Updated on 2025-08-04 GMT+08:00

Calling a Model Service in ModelArts Studio (MaaS)

Model services deployed in ModelArts Studio can be called in other service environments. This section describes how to call your deployed model from My Services. You can also call built-in services (free, commercial, or custom access point).

Description

When developing AI applications, developers need to deploy trained models into real-world services. This often involves manually setting up environments, handling dependencies, and writing deployment scripts. This approach takes significant time, risks errors, and leads to challenges like complicated setups, hard migrations, costly maintenance, and awkward updates.

MaaS offers a one-stop solution with unified APIs for system integration, along with built-in monitoring and logging features for efficient O&M.

Billing

Model inference services process input by converting it into identifiable tokens. Using a built-in MaaS service charges you based on token count. For details, see Billing.

Prerequisites

In the My Services tab of the Real-Time Inference page, there is a model service in the Running, Updating, or Upgrading state. For details, see Deploying a Model Service in ModelArts Studio (MaaS).

Step 1: Obtaining an API Key

When calling a model service deployed in MaaS, you need to enter an API key for API authentication. You can create a up to 30 keys. Each key is displayed only once after creation. Keep it secure. If the key is lost, it cannot be retrieved. In this case, create a new API key. For more information, see Managing API Keys in ModelArts Studio (MaaS).

  1. Log in to the ModelArts Studio console and select the target region on the top navigation bar.
  2. In the navigation pane, choose API Keys.
  3. On the API Keys page, click Create API Key, enter the tag and description, and click OK.

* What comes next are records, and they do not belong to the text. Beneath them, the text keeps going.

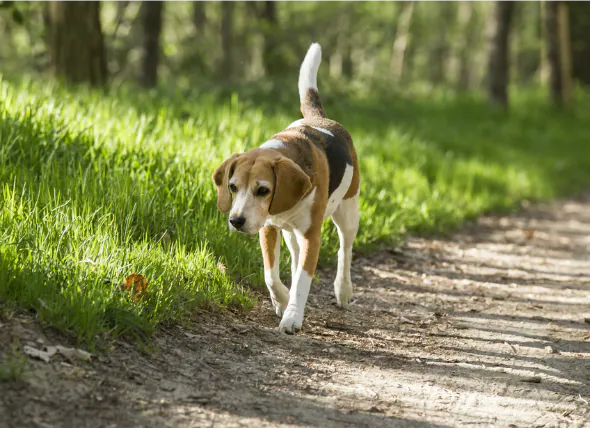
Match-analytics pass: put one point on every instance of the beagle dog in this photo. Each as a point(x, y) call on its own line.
point(292, 183)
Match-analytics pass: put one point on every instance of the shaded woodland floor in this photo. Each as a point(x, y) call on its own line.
point(488, 326)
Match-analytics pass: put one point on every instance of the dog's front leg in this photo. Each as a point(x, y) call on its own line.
point(309, 248)
point(271, 247)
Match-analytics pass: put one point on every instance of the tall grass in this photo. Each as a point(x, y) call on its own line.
point(95, 187)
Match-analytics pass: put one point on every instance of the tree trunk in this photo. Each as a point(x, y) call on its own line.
point(152, 27)
point(559, 51)
point(580, 23)
point(76, 41)
point(543, 55)
point(199, 16)
point(402, 35)
point(499, 64)
point(441, 54)
point(227, 17)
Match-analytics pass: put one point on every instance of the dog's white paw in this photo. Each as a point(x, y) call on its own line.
point(280, 298)
point(343, 291)
point(292, 321)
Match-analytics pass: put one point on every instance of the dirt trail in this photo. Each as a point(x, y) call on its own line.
point(490, 327)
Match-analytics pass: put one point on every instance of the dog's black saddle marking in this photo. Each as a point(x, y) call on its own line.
point(338, 158)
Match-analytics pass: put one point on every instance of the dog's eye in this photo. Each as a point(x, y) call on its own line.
point(262, 191)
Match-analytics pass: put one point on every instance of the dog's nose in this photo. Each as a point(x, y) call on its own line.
point(237, 222)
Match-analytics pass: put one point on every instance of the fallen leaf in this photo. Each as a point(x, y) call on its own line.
point(137, 285)
point(532, 379)
point(529, 233)
point(37, 353)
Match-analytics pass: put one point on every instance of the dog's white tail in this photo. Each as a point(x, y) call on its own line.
point(311, 106)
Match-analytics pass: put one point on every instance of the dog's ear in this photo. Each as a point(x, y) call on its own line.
point(221, 177)
point(291, 185)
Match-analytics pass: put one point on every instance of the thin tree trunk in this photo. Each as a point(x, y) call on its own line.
point(441, 54)
point(227, 17)
point(580, 24)
point(543, 55)
point(152, 27)
point(199, 16)
point(499, 64)
point(465, 18)
point(565, 51)
point(402, 35)
point(76, 41)
point(558, 51)
point(270, 24)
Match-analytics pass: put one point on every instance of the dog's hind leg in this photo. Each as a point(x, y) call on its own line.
point(346, 219)
point(270, 243)
point(293, 246)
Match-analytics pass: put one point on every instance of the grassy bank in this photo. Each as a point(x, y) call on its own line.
point(96, 187)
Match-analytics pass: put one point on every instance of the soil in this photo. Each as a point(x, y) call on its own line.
point(489, 327)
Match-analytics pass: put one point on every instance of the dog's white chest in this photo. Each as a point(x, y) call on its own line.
point(297, 218)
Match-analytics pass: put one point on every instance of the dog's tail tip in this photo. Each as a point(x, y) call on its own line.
point(308, 85)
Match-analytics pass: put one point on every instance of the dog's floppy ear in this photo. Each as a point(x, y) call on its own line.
point(291, 185)
point(221, 177)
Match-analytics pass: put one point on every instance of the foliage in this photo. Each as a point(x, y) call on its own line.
point(95, 188)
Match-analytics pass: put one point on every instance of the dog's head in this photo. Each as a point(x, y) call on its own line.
point(257, 184)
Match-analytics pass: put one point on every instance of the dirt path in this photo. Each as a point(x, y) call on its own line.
point(490, 327)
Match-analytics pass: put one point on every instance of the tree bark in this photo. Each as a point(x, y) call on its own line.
point(580, 25)
point(227, 18)
point(466, 18)
point(76, 41)
point(559, 51)
point(152, 28)
point(402, 35)
point(442, 52)
point(499, 63)
point(270, 23)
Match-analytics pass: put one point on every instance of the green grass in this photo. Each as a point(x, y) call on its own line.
point(96, 187)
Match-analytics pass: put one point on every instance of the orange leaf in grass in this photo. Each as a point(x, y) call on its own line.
point(137, 285)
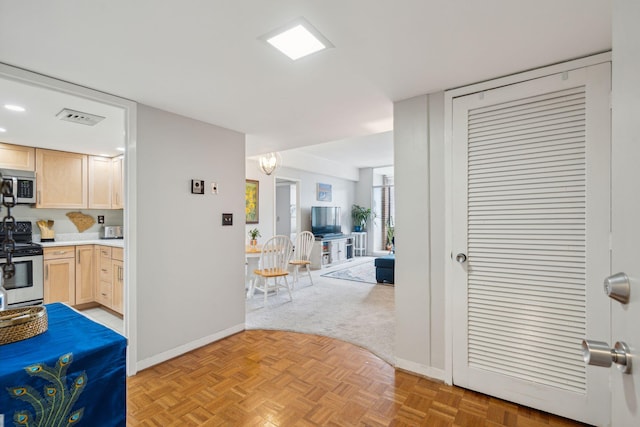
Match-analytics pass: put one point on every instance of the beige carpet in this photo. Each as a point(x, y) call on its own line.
point(357, 312)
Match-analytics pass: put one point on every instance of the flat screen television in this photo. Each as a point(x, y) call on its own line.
point(325, 220)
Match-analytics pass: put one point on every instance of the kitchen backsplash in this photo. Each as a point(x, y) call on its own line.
point(62, 224)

    The tag and description cannot be modified after the key is created.

    Table 1 Parameters

    Parameter

    Description

    Tag

    Tag of the API key. The tag must be unique. The tag can contain 1 to 100 characters. Only letters, digits, underscores (_), and hyphens (-) are allowed.

    Description

    Description of the custom API key. The value can contain 1 to 100 characters.

  4. In the Your Key dialog box, copy the key and store it securely.
  5. After the key is saved, click Close.

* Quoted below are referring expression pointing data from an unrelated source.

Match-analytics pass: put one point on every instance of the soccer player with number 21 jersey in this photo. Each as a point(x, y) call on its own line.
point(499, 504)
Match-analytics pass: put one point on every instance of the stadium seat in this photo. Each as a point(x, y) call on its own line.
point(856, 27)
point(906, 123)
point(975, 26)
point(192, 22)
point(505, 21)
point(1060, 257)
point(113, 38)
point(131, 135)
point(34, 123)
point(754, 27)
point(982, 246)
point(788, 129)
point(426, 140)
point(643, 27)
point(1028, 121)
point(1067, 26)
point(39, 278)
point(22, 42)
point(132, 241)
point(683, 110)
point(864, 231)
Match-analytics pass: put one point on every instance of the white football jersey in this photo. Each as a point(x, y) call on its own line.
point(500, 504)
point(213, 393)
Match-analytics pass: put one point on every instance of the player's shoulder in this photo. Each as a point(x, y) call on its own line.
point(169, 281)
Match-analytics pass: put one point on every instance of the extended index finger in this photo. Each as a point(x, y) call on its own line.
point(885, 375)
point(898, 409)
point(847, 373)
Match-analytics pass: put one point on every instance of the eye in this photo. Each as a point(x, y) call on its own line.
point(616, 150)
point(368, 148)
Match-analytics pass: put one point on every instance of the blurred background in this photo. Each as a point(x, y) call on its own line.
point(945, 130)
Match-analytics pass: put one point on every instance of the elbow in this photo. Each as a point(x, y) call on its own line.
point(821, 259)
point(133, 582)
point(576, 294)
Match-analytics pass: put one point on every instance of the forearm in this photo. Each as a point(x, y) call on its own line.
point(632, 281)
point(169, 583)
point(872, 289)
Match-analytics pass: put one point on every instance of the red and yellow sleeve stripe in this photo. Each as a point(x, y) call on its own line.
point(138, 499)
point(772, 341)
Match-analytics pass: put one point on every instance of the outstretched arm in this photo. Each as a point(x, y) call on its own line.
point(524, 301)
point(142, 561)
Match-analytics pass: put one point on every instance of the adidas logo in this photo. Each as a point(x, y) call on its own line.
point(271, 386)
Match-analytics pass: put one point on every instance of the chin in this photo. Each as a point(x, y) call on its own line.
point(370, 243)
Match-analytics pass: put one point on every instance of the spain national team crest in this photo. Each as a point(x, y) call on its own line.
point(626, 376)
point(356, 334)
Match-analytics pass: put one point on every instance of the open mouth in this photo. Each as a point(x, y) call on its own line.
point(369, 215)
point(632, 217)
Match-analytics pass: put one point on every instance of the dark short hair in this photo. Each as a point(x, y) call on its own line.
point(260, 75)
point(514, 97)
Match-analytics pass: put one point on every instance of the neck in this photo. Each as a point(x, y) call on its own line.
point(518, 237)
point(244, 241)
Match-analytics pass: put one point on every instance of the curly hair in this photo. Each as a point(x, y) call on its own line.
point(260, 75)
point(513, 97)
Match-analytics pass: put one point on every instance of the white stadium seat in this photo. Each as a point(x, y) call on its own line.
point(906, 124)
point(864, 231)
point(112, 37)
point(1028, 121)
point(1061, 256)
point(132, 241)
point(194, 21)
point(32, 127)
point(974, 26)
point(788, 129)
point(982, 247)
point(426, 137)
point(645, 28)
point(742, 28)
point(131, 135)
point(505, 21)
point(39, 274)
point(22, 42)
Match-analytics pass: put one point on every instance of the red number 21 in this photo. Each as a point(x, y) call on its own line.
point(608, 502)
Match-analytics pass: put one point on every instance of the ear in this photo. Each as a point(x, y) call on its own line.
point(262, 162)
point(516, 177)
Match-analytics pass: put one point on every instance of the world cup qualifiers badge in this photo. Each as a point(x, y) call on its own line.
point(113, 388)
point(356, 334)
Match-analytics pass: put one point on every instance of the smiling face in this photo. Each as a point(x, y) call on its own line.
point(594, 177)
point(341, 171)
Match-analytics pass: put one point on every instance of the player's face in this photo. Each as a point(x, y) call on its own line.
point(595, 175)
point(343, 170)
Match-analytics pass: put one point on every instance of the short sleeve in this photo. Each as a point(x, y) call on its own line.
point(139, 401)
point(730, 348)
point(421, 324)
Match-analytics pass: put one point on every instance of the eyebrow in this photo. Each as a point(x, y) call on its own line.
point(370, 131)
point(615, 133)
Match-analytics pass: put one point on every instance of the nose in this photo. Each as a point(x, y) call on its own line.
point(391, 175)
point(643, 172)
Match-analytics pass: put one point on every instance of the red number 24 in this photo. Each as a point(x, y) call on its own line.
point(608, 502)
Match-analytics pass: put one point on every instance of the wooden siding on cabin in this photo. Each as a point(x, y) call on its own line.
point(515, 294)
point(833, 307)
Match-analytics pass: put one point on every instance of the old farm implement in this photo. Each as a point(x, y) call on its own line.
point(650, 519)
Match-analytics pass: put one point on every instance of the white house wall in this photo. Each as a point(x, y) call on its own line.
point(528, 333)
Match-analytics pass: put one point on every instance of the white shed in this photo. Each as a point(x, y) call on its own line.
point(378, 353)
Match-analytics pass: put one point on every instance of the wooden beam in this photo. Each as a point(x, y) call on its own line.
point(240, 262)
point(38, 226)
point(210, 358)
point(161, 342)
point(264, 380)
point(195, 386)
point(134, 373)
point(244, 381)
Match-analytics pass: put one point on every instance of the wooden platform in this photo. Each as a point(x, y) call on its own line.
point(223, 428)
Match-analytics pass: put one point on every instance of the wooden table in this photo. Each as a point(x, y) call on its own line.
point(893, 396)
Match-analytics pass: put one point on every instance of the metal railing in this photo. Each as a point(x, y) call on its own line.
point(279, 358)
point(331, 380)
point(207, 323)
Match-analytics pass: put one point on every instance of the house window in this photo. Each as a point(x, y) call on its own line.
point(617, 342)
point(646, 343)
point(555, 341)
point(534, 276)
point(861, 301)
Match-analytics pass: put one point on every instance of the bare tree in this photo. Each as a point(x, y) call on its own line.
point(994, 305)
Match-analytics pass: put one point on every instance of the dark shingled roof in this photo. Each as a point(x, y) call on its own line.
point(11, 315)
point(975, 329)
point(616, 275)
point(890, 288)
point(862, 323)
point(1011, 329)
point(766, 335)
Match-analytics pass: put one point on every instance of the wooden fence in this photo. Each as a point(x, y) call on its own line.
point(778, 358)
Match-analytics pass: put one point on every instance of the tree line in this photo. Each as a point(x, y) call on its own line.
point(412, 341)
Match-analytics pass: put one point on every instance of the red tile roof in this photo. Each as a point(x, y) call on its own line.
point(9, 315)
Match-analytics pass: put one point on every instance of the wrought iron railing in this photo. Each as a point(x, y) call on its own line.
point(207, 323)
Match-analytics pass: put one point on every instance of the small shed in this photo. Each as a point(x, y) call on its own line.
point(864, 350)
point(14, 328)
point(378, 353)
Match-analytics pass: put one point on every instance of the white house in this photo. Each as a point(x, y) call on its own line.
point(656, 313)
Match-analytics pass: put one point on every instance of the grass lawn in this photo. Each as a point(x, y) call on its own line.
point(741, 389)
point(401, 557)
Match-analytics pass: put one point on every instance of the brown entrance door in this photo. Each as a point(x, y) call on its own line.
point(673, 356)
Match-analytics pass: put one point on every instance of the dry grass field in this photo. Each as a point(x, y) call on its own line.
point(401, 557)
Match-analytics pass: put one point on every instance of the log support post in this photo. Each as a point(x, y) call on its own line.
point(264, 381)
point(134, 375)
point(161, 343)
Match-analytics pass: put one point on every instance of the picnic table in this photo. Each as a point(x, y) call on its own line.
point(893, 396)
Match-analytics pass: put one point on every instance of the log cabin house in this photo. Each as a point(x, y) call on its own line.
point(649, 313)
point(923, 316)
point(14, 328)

    After you click Close, the key cannot be viewed again.

Step 2: Calling a Model Service for Prediction

  1. Log in to the ModelArts Studio console and choose Real-Time Inference in the navigation pane on the left.
  2. On the Real-Time Inference page, click the My Services tab. Choose More > View Call Description in the Operation column of the target service.
  3. On the displayed page, select an API type, copy the example call, modify the API information and API key, and use the information to call the model service API in the service environment.

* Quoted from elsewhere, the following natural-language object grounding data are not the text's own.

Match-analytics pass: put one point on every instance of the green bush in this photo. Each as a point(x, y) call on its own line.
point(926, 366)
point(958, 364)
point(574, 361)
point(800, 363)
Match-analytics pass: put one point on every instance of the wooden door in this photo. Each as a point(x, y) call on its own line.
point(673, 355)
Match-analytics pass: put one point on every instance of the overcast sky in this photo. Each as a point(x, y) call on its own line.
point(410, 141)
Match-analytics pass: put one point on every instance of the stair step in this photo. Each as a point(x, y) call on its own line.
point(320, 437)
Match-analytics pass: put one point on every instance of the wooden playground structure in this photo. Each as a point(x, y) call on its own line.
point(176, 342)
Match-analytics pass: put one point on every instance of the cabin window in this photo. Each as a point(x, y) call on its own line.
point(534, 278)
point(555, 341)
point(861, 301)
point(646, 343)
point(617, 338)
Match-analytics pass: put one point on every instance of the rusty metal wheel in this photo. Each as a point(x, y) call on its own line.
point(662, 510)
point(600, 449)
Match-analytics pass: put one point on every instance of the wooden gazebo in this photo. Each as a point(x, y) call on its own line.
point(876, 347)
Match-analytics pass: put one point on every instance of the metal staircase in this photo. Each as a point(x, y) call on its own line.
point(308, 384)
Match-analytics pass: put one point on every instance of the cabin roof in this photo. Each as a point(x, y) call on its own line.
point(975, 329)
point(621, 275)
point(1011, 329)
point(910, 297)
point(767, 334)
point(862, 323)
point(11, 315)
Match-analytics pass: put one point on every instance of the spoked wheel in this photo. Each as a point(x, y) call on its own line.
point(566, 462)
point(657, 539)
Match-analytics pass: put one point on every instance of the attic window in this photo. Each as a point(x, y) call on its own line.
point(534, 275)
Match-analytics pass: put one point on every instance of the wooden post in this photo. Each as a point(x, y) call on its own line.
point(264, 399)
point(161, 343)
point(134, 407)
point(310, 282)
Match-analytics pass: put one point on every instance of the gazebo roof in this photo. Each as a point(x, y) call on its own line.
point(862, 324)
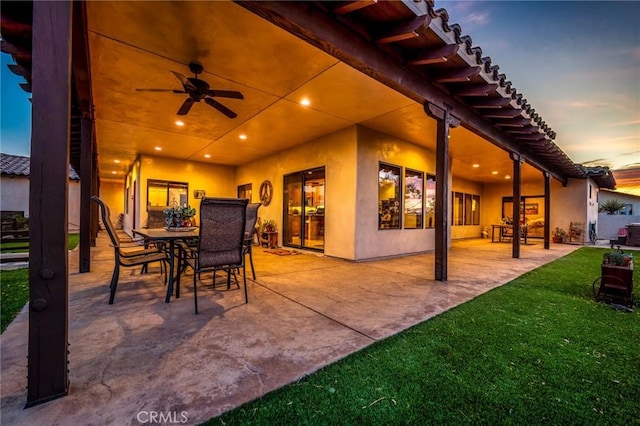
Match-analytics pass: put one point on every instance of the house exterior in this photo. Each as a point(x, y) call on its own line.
point(366, 129)
point(14, 181)
point(611, 227)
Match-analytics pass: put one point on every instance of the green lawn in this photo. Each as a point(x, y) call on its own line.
point(14, 286)
point(538, 350)
point(14, 293)
point(22, 247)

    The following shows sample code for REST APIs and OpenAI SDK.

    • Use a common requests package.
      import requests
      import json
      
      if __name__ == '__main__':
          url = "https:/example.com/v1/infers/937cabe5-d673-47f1-9e7c-2b4de06*****/v1/chat/completions"
          api_key = "<your_apiKey>"  # Replace <your_apiKey> with the obtained API key.
      
          # Send a request.
          headers = {
              'Content-Type': 'application/json',
              'Authorization': f'Bearer {api_key}'
          }
          data = {
              "model": "******",  # Model name for calling
              "max_tokens": 1024,  # Maximum number of output tokens.
              "messages": [
                  {"role": "system", "content": "You are a helpful assistant."},
                  {"role": "user", "content": "hello"}
              ],
              # Controls whether to enable streaming inference. The default value is False, indicating that streaming inference is disabled.
              "stream": False,
              # Controls whether to show the number of tokens used during streaming output. This parameter is valid only when stream is set to True.
              # "stream_options": {"include_usage": True},
              # A floating-point number that controls the sampling randomness. Smaller values make the model more deterministic, while larger values make it more creative. The value 0 indicates greedy sampling. The default value is 0.6.
              "temperature": 0.6
          }
      	response = requests.post(url, headers=headers, data=json.dumps(data), verify=False)
      	# Print result.     
      	print(response.status_code)     
      	print(response.text)
    • Use the OpenAI SDK.
      from openai import OpenAI
      
      if __name__ == '__main__':
      	base_url = "https://example.com/v1/infers/937cabe5-d673-47f1-9e7c-2b4de06******/v1"
      	api_key = "<your_apiKey>"  # Replace <your_apiKey> with the obtained API key.
      
      	client = OpenAI(api_key=api_key, base_url=base_url)
      
      	response = client.chat.completions.create(
      		model="******",
      		messages=[
      			{"role": "system", "content": "You are a helpful assistant"},
      			{"role": "user", "content": "Hello"},
      		],
      		max_tokens=1024,
      		temperature=0.6,
      		stream=False
      	)
      	# Print result.     
              print(response.choices[0].message.content)

    The model service API is the same as that of vLLM. Table 2 only covers key parameters. For more information, see the vLLM official website. When enabling stream output for a model using the Ascend Cloud 909 image, you need to add the stream_options parameter with the value {"include_usage": true} to print the number of tokens used.

    Table 2 Request parameters

    Parameter

    Mandatory

    Default Value

    Type

    Description

    url

    Yes

    None

    Str

    API URL. Assume that the URL is https://example.com/v1/infers/937cabe5-d673-47f1-9e7c-2b4de06*****/{endpoint}. The {endpoint} only supports the following APIs. For details, see API Calling.

    • /v1/chat/completions
    • /v1/models

    model

    Yes

    None

    Str

    Model name for calling.

    To obtain the model name, go to the Real-Time Inference page of ModelArts Studio, and choose More > Call in the Operation column; from there, you can see the model name.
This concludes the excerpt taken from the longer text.